For simplicity, let’s define MTBF as the average time between failures. It’s either based on historical data or estimated by vendors and is used as a benchmark for reliability. Organizations trending MTBF over time can readily see devices that are failing above average and take appropriate action.
Where MTBF breaks down is when management puts too much faith in unproven MTBF estimates and uses them to justify inordinately massive amounts of capital investment on complex systems. This may seem to be a bold statement and therefore requires some explanation.
If we assume that there are 8,760 hours per year (365 days x 24 hours per day) then we can divide MTBF claims from vendors and look at how long the system will run in years. If we buy a system, or component, with a rating of 30,000 MTBF, then we might assume that on average, the system would run 3.42 years without a failure. Granted, there are always statistical variations around the average, but 3.42 years doesn’t seem bad at all, does it?
There’s a problem with this rationale, however, especially when applied to complex systems. First, as previously mentioned, it is both an estimate and an average. You run the risk of being one of the seemingly statistical anomalies with a far higher frequency of failure that gets smoothed out by the averaging! The reason could simply be that the MTBF estimate was subjected to different environmental factors such as heat and power.
Second, fault-tolerance costs accelerate very rapidly as higher and higher MTBF levels are sought. Third and perhaps the most important, fault-tolerant systems (hardware, software, documentation and processes) in general become increasingly complex as the level of fault tolerance increases. Fault-tolerant systems typically are more complex than non-fault-tolerant systems. This increased level of complexity, in and of itself, creates fertile ground for disasters.
Coupling, Complexity and Normal Accidents
In 1984, Charles Perrow wrote an amazing book titled Normal Accidents: Living with High Risk Technologies. In it he observed that system accidents can be the result of one big failure, but most often are caused by the unexpected interactions between failures of multiple components.
In other words, complex systems whose components are tightly integrated typically fail through the culmination of multiple components failing and interacting in unexpected ways. For example, it’s very rare that a plane has a wing fall off mid-flight. It’s far more likely that several component failures interact in unpredictable ways that, when combined, cause a catastrophe. Let’s investigate this line of reasoning further.
First, errors can be readily visible or latent. The former we can deal with when we detect them. The latter are far more insidious because they can be in a system and undetected, “waiting to spring,” if you will.
Second, complex systems made up of hundreds, if not thousands of components, that interact tightly are considered to be tightly “coupled.” The possibly pathways of interaction are not necessarily predictable. Perrow points out that during an accident, the interaction of failed components can initially be incomprehensible.
Let’s take a highly fault-tolerant database server with its own external RAID and then use clustering software to join it with another server located in another data center.
At this point, we have a pretty complex system comprised of thousands of components that are all tightly coupled. The IT operations staff is capable and diligent, performing nightly backups.

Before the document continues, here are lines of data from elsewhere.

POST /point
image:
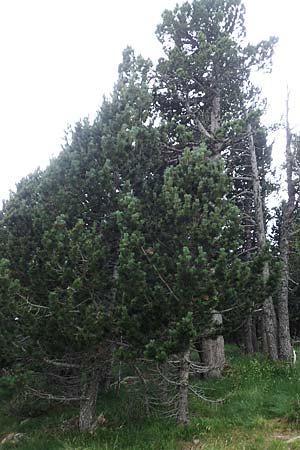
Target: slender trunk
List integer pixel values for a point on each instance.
(270, 322)
(254, 335)
(87, 415)
(213, 353)
(248, 335)
(215, 112)
(285, 348)
(184, 372)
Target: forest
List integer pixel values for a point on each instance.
(144, 269)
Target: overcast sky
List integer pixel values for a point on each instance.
(58, 58)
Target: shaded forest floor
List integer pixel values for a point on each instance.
(261, 411)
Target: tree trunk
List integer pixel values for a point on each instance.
(270, 322)
(213, 353)
(182, 412)
(87, 415)
(254, 334)
(249, 348)
(285, 348)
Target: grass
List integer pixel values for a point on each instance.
(261, 411)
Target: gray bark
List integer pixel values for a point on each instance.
(89, 392)
(249, 347)
(182, 411)
(213, 353)
(269, 315)
(285, 348)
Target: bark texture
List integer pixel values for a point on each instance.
(213, 353)
(285, 348)
(184, 372)
(269, 315)
(87, 415)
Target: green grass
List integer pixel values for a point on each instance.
(262, 402)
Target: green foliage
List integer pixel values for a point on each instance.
(245, 418)
(179, 264)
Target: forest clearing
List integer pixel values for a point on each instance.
(149, 293)
(261, 411)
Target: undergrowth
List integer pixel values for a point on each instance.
(261, 400)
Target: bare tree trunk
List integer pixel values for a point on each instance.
(285, 348)
(215, 112)
(213, 353)
(248, 329)
(87, 415)
(270, 321)
(182, 411)
(254, 334)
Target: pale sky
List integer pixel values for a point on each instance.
(58, 58)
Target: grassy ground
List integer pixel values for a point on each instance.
(261, 412)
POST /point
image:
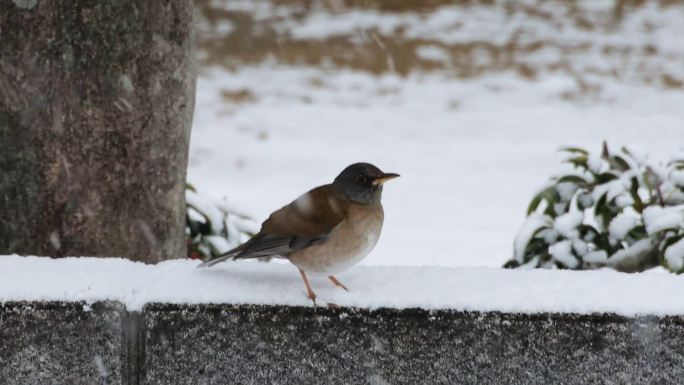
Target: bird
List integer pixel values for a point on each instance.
(326, 230)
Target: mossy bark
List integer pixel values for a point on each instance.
(96, 103)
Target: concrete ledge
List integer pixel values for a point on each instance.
(62, 343)
(214, 344)
(72, 343)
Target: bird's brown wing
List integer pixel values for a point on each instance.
(305, 222)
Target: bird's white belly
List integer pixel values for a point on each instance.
(348, 244)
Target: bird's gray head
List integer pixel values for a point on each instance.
(362, 183)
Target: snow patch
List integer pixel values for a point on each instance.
(674, 255)
(428, 287)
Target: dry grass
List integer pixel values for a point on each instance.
(253, 41)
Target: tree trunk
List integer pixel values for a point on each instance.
(96, 102)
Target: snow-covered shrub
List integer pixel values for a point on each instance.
(613, 208)
(212, 227)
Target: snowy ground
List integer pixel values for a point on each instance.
(481, 289)
(471, 152)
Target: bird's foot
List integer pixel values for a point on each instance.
(337, 282)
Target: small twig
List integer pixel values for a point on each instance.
(605, 154)
(660, 196)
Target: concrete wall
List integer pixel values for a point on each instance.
(245, 344)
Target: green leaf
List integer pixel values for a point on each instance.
(579, 162)
(605, 177)
(618, 162)
(534, 204)
(634, 191)
(669, 241)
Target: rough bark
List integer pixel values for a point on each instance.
(96, 102)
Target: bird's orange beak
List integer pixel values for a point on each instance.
(384, 178)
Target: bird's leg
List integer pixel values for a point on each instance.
(309, 292)
(336, 282)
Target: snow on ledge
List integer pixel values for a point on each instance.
(474, 289)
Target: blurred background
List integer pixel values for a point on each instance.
(467, 100)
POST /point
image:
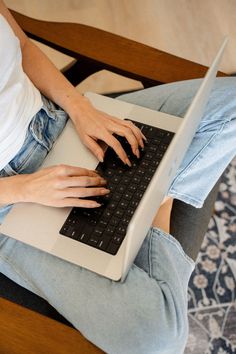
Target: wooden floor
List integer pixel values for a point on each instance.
(192, 29)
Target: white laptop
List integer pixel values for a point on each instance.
(39, 226)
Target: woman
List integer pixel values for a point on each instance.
(148, 312)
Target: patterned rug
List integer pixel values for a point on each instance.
(212, 287)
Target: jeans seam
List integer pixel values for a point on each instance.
(150, 255)
(171, 239)
(183, 173)
(197, 203)
(35, 289)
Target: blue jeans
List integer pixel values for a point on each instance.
(148, 312)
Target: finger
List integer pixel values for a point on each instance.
(116, 146)
(136, 131)
(94, 148)
(81, 182)
(67, 170)
(84, 192)
(128, 134)
(79, 203)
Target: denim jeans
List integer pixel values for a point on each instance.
(148, 312)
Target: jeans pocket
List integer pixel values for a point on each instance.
(48, 124)
(42, 132)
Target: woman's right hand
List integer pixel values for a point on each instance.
(60, 186)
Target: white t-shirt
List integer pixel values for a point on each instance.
(20, 100)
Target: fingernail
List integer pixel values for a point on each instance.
(105, 191)
(144, 137)
(95, 204)
(100, 158)
(141, 143)
(127, 161)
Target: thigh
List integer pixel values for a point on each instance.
(214, 143)
(136, 316)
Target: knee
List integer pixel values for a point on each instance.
(150, 330)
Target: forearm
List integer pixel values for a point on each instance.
(49, 80)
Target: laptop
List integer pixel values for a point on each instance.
(58, 231)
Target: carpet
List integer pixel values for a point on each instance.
(212, 287)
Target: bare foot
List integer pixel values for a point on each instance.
(162, 218)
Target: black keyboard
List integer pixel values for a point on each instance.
(105, 227)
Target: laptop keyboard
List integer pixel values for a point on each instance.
(105, 227)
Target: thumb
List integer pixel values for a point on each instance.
(94, 147)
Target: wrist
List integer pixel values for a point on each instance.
(12, 190)
(76, 104)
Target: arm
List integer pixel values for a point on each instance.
(90, 123)
(57, 182)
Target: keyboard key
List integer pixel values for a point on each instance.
(113, 248)
(93, 241)
(117, 239)
(114, 221)
(98, 232)
(102, 244)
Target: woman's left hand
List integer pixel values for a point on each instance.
(93, 125)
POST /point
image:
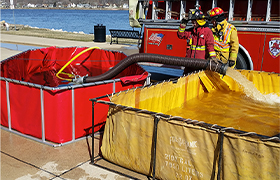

Now, imagine that there is a programming error on the RAID controller caused by an unexpected combination of data throughput and multi-threaded on-board processor activity that causes a periodic buffer overflow and subsequent data corruption that is then written to the drives. It doesn’t happen often, but it does happen. As the systems are exact duplicates of one another, the issue happens on both nodes of the cluster.
At an observable level, everything would seem to be OK because the error is latent. It isn’t readily apparent until one or more database structures become sufficiently corrupt to raise awareness of the issue. Once it does happen, the network and database people scramble to find out what is wrong and go tracking through the logs looking for clues and checking for security breaches because “it was running fine.” The point is that multiple components can interact in unforeseen ways to bring down a relatively fault-tolerant system.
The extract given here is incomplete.